There is a line of demarcation by them peremptorily impassable. The impudent and pushing, and these are few, are repelled. The unobtrusive and retiring are not encouraged. Their place on the social scale is assigned and circumscribed. They have, humanly speaking, expiated their crimes, whatever these may have been, the nature of them has, probably, never passed beyond the record of the Superintendent’s office. They belong indeed to the common flock; but they are the black sheep of it. They are treated with humanity and consideration, but in a certain degree they are compelled to herd together.

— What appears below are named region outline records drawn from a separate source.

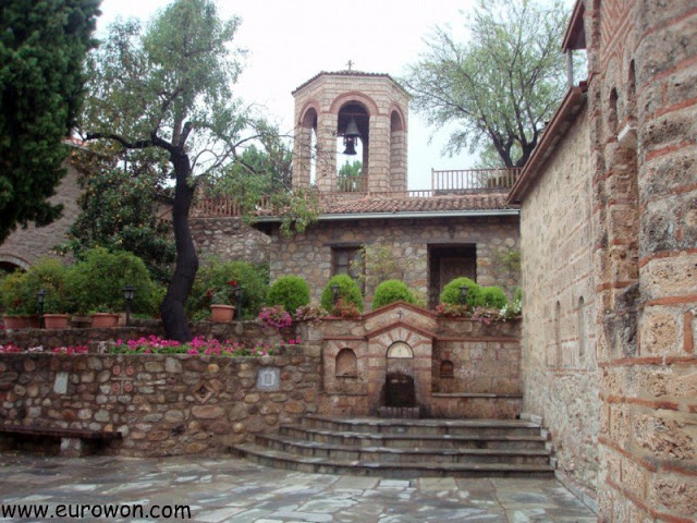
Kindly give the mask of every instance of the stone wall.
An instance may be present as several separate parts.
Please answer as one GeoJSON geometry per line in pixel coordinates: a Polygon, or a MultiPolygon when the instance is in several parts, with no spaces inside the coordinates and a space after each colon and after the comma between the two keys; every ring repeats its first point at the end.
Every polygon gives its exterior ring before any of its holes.
{"type": "Polygon", "coordinates": [[[1,354],[0,424],[119,430],[109,450],[125,455],[221,453],[315,412],[318,376],[317,351],[298,345],[261,358],[1,354]]]}
{"type": "Polygon", "coordinates": [[[697,10],[636,0],[586,10],[600,513],[694,521],[697,10]]]}
{"type": "MultiPolygon", "coordinates": [[[[134,320],[132,327],[115,327],[109,329],[70,328],[61,330],[51,329],[0,329],[0,344],[14,343],[22,349],[44,346],[51,350],[65,345],[90,345],[96,348],[101,341],[136,340],[144,336],[164,337],[164,328],[160,320],[134,320]]],[[[259,321],[234,321],[231,324],[213,324],[211,321],[195,321],[189,324],[194,336],[215,338],[218,340],[233,340],[252,344],[259,340],[277,344],[281,341],[281,335],[259,321]]],[[[295,328],[284,329],[283,338],[290,339],[296,336],[295,328]]]]}
{"type": "Polygon", "coordinates": [[[269,262],[269,236],[249,227],[242,218],[191,218],[189,224],[201,259],[215,256],[253,264],[269,262]]]}
{"type": "Polygon", "coordinates": [[[543,416],[558,474],[596,498],[599,370],[587,111],[521,209],[525,411],[543,416]]]}
{"type": "Polygon", "coordinates": [[[72,166],[65,167],[68,173],[57,187],[56,195],[50,198],[53,204],[63,204],[61,218],[46,227],[35,227],[32,223],[26,229],[15,229],[0,244],[0,263],[28,269],[40,257],[54,256],[52,248],[65,240],[68,229],[80,215],[77,198],[82,190],[77,183],[78,174],[72,166]]]}
{"type": "MultiPolygon", "coordinates": [[[[281,276],[302,276],[310,287],[310,297],[319,303],[332,276],[332,247],[380,245],[389,248],[403,268],[402,280],[424,297],[429,288],[429,245],[476,244],[477,282],[500,285],[513,295],[518,284],[497,260],[501,254],[518,248],[517,217],[419,218],[355,221],[321,221],[304,233],[283,236],[271,233],[271,280],[281,276]]],[[[366,289],[366,303],[374,289],[366,289]]]]}

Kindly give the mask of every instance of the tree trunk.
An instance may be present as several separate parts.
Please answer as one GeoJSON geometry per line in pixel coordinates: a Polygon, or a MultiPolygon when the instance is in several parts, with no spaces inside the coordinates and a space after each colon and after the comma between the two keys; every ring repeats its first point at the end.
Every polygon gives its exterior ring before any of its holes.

The merchants and men of business generally meet them on equal terms in the negotiation of affairs in which their wealth, intelligence, and commercial weight sometimes necessarily involve them. They do not presume on this partial admission to equality, but fall back into their prescribed position when the business which has called the two orders into temporary contact has been completed. Official juxtaposition does not bring with it any plea for social intimacy… As I write this,” continues the Colonel, “there passes my window a well-known individual of this class in a smart new barouche, with a showy pair of horses caparisoned in plated harness, and a coachman and page in livery and laced hats.”
The brand was bound to wear out in the course of time; in fact, this is precisely what has happened; for it would be difficult at the present day to trace any family among Australia’s seven and a half millions whose ancestors are known quite definitely to have been convicts. Many of them, I am told, disabled by the hardships they had endured, died without issue.

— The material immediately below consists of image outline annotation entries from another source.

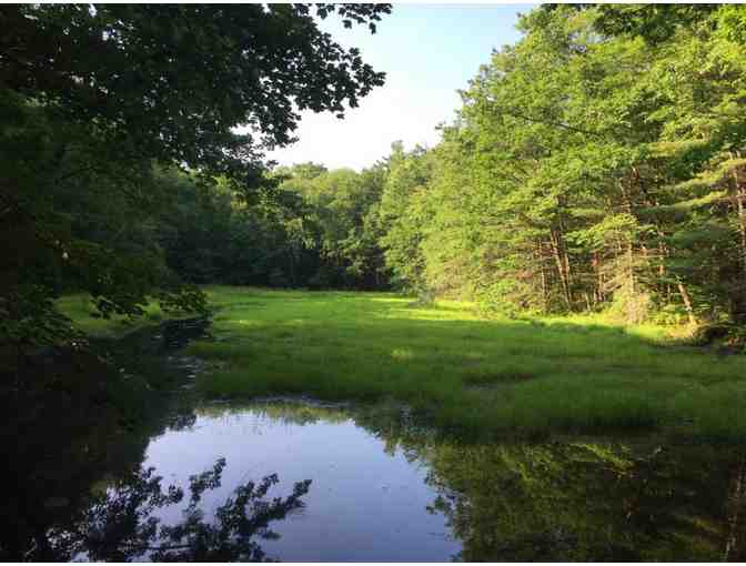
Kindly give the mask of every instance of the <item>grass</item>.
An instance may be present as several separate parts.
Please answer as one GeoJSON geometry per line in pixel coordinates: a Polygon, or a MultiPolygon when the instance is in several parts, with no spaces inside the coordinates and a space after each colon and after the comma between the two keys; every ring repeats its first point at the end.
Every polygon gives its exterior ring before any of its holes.
{"type": "Polygon", "coordinates": [[[205,291],[216,340],[190,353],[221,362],[199,377],[210,396],[393,398],[482,433],[746,437],[746,358],[672,345],[661,327],[484,320],[468,303],[385,293],[205,291]]]}
{"type": "Polygon", "coordinates": [[[121,337],[134,330],[161,322],[165,316],[157,303],[148,305],[145,314],[137,319],[114,315],[111,319],[95,319],[95,307],[88,294],[67,295],[57,302],[65,316],[73,321],[74,326],[90,336],[101,338],[121,337]]]}

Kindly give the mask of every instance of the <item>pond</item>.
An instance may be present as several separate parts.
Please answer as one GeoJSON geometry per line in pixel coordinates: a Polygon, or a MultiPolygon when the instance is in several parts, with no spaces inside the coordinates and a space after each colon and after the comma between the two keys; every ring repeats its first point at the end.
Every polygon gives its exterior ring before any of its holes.
{"type": "Polygon", "coordinates": [[[13,416],[3,559],[746,558],[740,448],[477,442],[394,404],[208,402],[198,362],[159,355],[184,378],[148,426],[83,426],[67,397],[43,429],[13,416]]]}

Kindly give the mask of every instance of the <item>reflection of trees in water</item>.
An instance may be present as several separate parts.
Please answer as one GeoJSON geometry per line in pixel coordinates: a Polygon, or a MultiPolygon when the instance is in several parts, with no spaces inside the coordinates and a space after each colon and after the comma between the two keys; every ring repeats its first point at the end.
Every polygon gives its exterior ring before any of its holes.
{"type": "Polygon", "coordinates": [[[200,508],[203,494],[221,485],[225,461],[190,477],[189,499],[178,524],[163,524],[158,509],[180,504],[185,494],[175,486],[162,487],[154,469],[142,469],[117,481],[94,496],[71,524],[36,537],[26,554],[31,560],[130,562],[150,558],[165,562],[258,562],[265,558],[258,539],[276,538],[270,523],[303,507],[301,497],[311,481],[296,483],[286,497],[269,499],[278,484],[270,475],[259,483],[239,485],[208,520],[200,508]]]}
{"type": "Polygon", "coordinates": [[[722,558],[728,462],[712,448],[445,444],[431,464],[466,560],[722,558]]]}

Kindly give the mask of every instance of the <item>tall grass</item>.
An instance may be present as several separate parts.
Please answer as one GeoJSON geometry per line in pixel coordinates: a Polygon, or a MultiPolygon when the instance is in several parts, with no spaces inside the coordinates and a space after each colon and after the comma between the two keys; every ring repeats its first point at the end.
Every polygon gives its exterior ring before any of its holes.
{"type": "Polygon", "coordinates": [[[213,396],[391,397],[471,433],[664,428],[744,438],[746,358],[603,319],[484,320],[468,303],[384,293],[206,287],[213,396]]]}

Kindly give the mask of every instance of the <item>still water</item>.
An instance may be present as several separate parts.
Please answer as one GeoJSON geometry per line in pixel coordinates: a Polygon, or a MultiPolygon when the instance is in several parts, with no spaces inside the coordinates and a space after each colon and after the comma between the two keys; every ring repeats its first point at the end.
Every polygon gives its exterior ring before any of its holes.
{"type": "Polygon", "coordinates": [[[131,425],[97,401],[104,380],[8,397],[1,559],[746,559],[743,447],[481,442],[395,405],[210,403],[190,386],[202,362],[164,336],[155,370],[179,378],[131,425]]]}
{"type": "Polygon", "coordinates": [[[24,556],[744,558],[746,467],[733,447],[468,443],[392,407],[275,400],[194,405],[139,454],[82,496],[38,502],[43,529],[24,556]]]}
{"type": "MultiPolygon", "coordinates": [[[[203,499],[214,508],[233,486],[276,473],[271,496],[311,479],[303,507],[272,525],[268,556],[291,562],[447,560],[461,549],[427,466],[357,426],[343,410],[290,403],[208,406],[192,426],[153,438],[144,466],[185,486],[186,474],[220,457],[222,486],[203,499]]],[[[174,519],[171,513],[170,518],[174,519]]]]}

Thus began the immense development of the post-convict period. Sydney grew from an outpost into a large modern city. Macquarie had rechristened her streets; Sergeant-Major’s Row became George Street after the King, and Windmill Alley Castlereagh Street. A town with Sydney’s future, he argued, could not go through life with so plebeian a nomenclature. There were, of course, frequent reminders of the Governor himself; while, beyond George Street, spread a network of streets named after royal dukes, Clarence, York, Kent, Essex, Cambridge and Cumberland. From an obelisk, erected in Macquarie Place, the mileage was measured, and new thoroughfares radiated out into the fast developing hinterland. The monotonous bush, subjected to the axe, took on a more gracious aspect. Rivers, banked with willows, meandered through rolling fields, and cattle grazed in rich pastures.

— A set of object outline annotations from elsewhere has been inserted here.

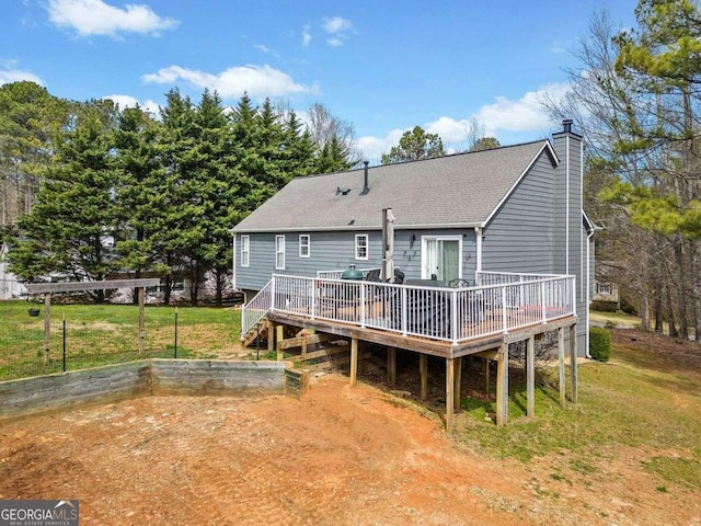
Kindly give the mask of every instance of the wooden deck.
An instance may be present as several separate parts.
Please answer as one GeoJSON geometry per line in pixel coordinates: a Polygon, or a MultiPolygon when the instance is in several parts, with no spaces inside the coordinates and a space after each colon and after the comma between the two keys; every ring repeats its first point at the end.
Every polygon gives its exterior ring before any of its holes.
{"type": "MultiPolygon", "coordinates": [[[[571,381],[572,402],[577,401],[577,368],[576,368],[576,323],[577,317],[570,315],[550,319],[547,322],[532,323],[519,327],[508,333],[475,336],[453,344],[447,341],[432,340],[413,335],[402,335],[393,331],[383,331],[358,327],[357,324],[329,321],[324,319],[310,319],[307,316],[279,312],[272,310],[266,318],[271,323],[283,327],[291,325],[313,330],[317,333],[333,334],[350,341],[350,382],[355,385],[357,379],[358,365],[358,343],[370,342],[387,346],[388,371],[395,370],[395,350],[402,348],[417,353],[420,355],[420,373],[422,378],[422,398],[425,397],[427,385],[426,357],[428,355],[438,356],[446,359],[446,427],[452,430],[453,412],[460,407],[460,385],[461,385],[461,359],[464,356],[479,356],[485,361],[497,363],[496,379],[496,423],[505,425],[508,420],[508,344],[526,342],[526,377],[527,377],[527,414],[535,415],[535,341],[543,333],[558,331],[558,357],[560,373],[560,402],[565,404],[565,329],[568,329],[570,356],[571,356],[571,381]]],[[[274,334],[268,336],[268,345],[274,348],[274,334]]],[[[281,331],[279,331],[281,333],[281,331]]]]}

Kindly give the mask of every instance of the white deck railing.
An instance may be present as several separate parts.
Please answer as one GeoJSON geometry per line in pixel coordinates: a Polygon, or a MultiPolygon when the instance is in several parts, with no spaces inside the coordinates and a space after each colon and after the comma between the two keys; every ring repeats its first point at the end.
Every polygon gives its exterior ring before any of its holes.
{"type": "MultiPolygon", "coordinates": [[[[497,278],[496,273],[489,275],[497,278]]],[[[448,288],[275,274],[243,307],[242,333],[262,318],[266,306],[276,312],[453,344],[575,313],[574,276],[502,276],[507,283],[448,288]]]]}
{"type": "MultiPolygon", "coordinates": [[[[317,277],[321,278],[321,279],[341,279],[341,277],[343,276],[343,273],[346,272],[348,268],[340,268],[336,271],[317,271],[317,277]]],[[[367,277],[368,272],[370,271],[379,271],[380,268],[377,266],[374,266],[371,268],[358,268],[358,271],[360,271],[363,273],[364,277],[367,277]]]]}

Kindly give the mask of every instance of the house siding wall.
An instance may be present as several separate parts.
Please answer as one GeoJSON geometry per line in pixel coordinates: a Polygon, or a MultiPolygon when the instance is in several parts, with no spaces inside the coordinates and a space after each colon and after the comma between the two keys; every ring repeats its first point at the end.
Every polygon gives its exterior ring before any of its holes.
{"type": "Polygon", "coordinates": [[[543,152],[484,228],[482,270],[553,272],[553,181],[543,152]]]}
{"type": "Polygon", "coordinates": [[[553,136],[560,159],[553,195],[553,271],[576,276],[577,348],[584,355],[587,344],[588,305],[586,290],[586,231],[582,224],[582,139],[567,133],[553,136]],[[567,206],[568,204],[568,206],[567,206]]]}

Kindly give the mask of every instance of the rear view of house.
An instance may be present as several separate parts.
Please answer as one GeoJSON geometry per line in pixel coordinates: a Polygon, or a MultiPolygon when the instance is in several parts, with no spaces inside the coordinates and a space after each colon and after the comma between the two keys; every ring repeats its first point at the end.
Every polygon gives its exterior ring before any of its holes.
{"type": "Polygon", "coordinates": [[[584,354],[594,251],[582,176],[582,137],[565,121],[552,140],[299,178],[233,228],[234,285],[250,298],[274,273],[380,267],[389,208],[393,263],[407,279],[575,276],[584,354]]]}

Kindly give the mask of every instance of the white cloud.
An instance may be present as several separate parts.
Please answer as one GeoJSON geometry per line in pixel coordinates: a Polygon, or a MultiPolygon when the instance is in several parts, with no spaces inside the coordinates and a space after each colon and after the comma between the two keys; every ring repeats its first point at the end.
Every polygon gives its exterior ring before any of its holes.
{"type": "Polygon", "coordinates": [[[20,82],[22,80],[28,80],[31,82],[36,82],[39,85],[44,85],[42,79],[30,71],[22,71],[21,69],[0,70],[0,85],[20,82]]]}
{"type": "Polygon", "coordinates": [[[302,46],[309,46],[311,44],[311,26],[309,24],[302,27],[302,46]]]}
{"type": "Polygon", "coordinates": [[[141,110],[145,110],[151,113],[154,117],[158,117],[160,114],[160,105],[156,102],[148,100],[146,102],[139,102],[138,99],[131,95],[107,95],[102,99],[111,99],[115,104],[119,106],[119,110],[124,110],[126,107],[136,107],[141,106],[141,110]]]}
{"type": "Polygon", "coordinates": [[[274,57],[279,58],[279,54],[275,49],[271,49],[263,44],[255,44],[253,47],[258,52],[267,53],[268,55],[273,55],[274,57]]]}
{"type": "Polygon", "coordinates": [[[217,75],[180,66],[169,66],[159,69],[156,73],[143,75],[141,80],[159,84],[174,84],[177,81],[184,81],[198,89],[216,90],[225,99],[239,98],[244,92],[254,99],[318,92],[317,85],[299,84],[289,75],[271,68],[268,65],[249,64],[226,69],[217,75]]]}
{"type": "Polygon", "coordinates": [[[353,31],[353,23],[342,16],[332,16],[322,19],[321,26],[331,35],[326,43],[330,46],[338,47],[348,38],[348,33],[353,31]]]}
{"type": "Polygon", "coordinates": [[[482,106],[474,115],[478,122],[486,128],[487,135],[497,130],[537,132],[550,126],[548,113],[540,104],[548,94],[553,99],[565,95],[568,84],[549,84],[538,91],[529,91],[517,101],[505,96],[497,96],[493,104],[482,106]]]}
{"type": "MultiPolygon", "coordinates": [[[[516,101],[497,96],[493,104],[482,106],[470,118],[441,116],[422,127],[430,134],[438,134],[448,152],[455,151],[457,147],[459,147],[457,149],[464,149],[473,119],[476,119],[479,126],[484,126],[484,134],[487,137],[498,138],[499,132],[549,130],[552,123],[539,101],[545,94],[553,100],[561,100],[567,90],[568,84],[565,83],[549,84],[537,91],[529,91],[516,101]]],[[[360,137],[357,139],[358,148],[367,159],[379,162],[382,153],[388,153],[393,146],[397,146],[404,132],[409,129],[411,128],[392,129],[384,137],[360,137]]]]}
{"type": "Polygon", "coordinates": [[[450,117],[440,117],[438,121],[428,123],[424,128],[429,134],[438,134],[444,142],[460,142],[466,140],[472,122],[467,118],[456,121],[450,117]]]}
{"type": "Polygon", "coordinates": [[[158,34],[180,24],[177,20],[159,16],[146,4],[128,3],[122,9],[103,0],[48,0],[47,9],[53,24],[74,30],[80,36],[158,34]]]}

Driving today around the country, through the early grants developed by Australia’s leading families, one is astonished by the number of charming old houses, churches and inns. Since ships still took three months or more to reach Australia from Europe, building fashions were necessarily slow to change; and, well on into the Victorian era, the colony was still living fifteen or twenty-five years behind the times. Instead of the bad taste that had begun to manifest itself in English domestic architecture, we see Ionic colonnades of golden-yellow stone, six-panelled doors and twelve-panel windows. The sun filtering through circular bays falls on stone-flagged floors. Handsome cornices frame white plaster ceilings. From the shade of white porches we look out on to cloud-capped plains. As new townships extended in an ever-widening circle, explorers investigated the interior, and brought back reports of the excellent grazing in the great central deserts. Gold was discovered. Convicts became a thing of the past, a legend almost, a subject for humour. Australians today rarely speak of them. They have simply been forgotten. It is only the visitor who shows a certain curiosity.